[Nory] liked when things had layers—the earth has layers, the trunk of a tree has layers, the atmosphere has layers. A conker has layers, too. It has a green spiky outer layer and a very shiny wonderful layer which is the conker itself, which is like the finest smoothest wood in a very precious table or the knob of a chair or something like that, in a great palace like Ickworth House, where the floorboards are curved. (They were somehow bent into curves with the help of steam engines, which pleased Littleguy.) And then inside that there's the growing part of the conker, which is like the nerve of the tooth. Sometimes you can find a double-conker. 'Conker' is the English way of saying horse chestnut, and it's a very good way because they can suddenly conk you on the head.

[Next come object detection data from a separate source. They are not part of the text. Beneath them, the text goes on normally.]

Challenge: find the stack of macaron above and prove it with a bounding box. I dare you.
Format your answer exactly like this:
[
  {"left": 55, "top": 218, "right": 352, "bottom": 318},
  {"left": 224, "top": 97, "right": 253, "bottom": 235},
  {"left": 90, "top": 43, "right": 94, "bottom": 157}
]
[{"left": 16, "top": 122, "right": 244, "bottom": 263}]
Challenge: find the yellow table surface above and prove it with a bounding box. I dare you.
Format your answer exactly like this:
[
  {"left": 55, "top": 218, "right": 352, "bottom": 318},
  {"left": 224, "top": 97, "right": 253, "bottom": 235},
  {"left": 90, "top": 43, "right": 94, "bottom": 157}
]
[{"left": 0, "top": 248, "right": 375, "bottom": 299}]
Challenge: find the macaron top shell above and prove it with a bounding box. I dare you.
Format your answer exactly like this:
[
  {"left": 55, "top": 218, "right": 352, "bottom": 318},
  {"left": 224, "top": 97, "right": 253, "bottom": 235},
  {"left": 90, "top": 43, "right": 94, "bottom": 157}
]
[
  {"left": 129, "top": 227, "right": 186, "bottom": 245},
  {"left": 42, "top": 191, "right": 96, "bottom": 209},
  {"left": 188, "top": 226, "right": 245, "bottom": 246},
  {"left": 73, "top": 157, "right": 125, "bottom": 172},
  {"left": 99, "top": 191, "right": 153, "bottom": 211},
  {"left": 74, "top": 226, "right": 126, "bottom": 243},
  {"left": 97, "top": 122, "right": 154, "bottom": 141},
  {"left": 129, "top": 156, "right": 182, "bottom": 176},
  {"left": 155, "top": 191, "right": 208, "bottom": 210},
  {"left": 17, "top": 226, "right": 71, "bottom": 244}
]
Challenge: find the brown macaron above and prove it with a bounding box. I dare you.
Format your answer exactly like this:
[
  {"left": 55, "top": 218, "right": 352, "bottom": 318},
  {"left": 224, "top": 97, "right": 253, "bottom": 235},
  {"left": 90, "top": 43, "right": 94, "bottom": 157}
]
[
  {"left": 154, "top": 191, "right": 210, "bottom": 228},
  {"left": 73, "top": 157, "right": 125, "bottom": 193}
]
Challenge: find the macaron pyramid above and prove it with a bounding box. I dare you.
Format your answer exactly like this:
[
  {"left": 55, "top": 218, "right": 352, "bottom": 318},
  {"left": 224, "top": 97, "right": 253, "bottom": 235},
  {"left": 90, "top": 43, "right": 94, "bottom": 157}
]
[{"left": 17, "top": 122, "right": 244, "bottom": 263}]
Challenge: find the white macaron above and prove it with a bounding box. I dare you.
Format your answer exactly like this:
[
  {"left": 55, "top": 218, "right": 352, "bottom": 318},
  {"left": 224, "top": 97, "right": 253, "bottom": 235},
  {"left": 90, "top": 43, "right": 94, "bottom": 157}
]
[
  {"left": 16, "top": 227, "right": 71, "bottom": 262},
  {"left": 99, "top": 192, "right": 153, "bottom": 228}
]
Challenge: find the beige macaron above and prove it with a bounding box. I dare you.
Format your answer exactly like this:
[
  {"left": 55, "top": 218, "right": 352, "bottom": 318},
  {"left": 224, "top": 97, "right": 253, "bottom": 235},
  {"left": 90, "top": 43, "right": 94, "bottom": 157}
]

-Nicholson Baker, The Everlasting Story of Nory, 74.
2 comments:
I love conkers, aka horse chestnuts, aka buckeyes. We found a whole crop outside Williston one year, and every Fall I'm on the lookout for more, but with no success. Yet. To construct an analogy, conkers are to Autumn as blue sea glass is to the ocean.
I remember the buckeyes! I also remember my overpowering urge was to throw them at someone, anyone. They're just so throwable! But I resisted hocking them at you and instead threw them a the mighty bricks of Williston. Bricks don't bruise.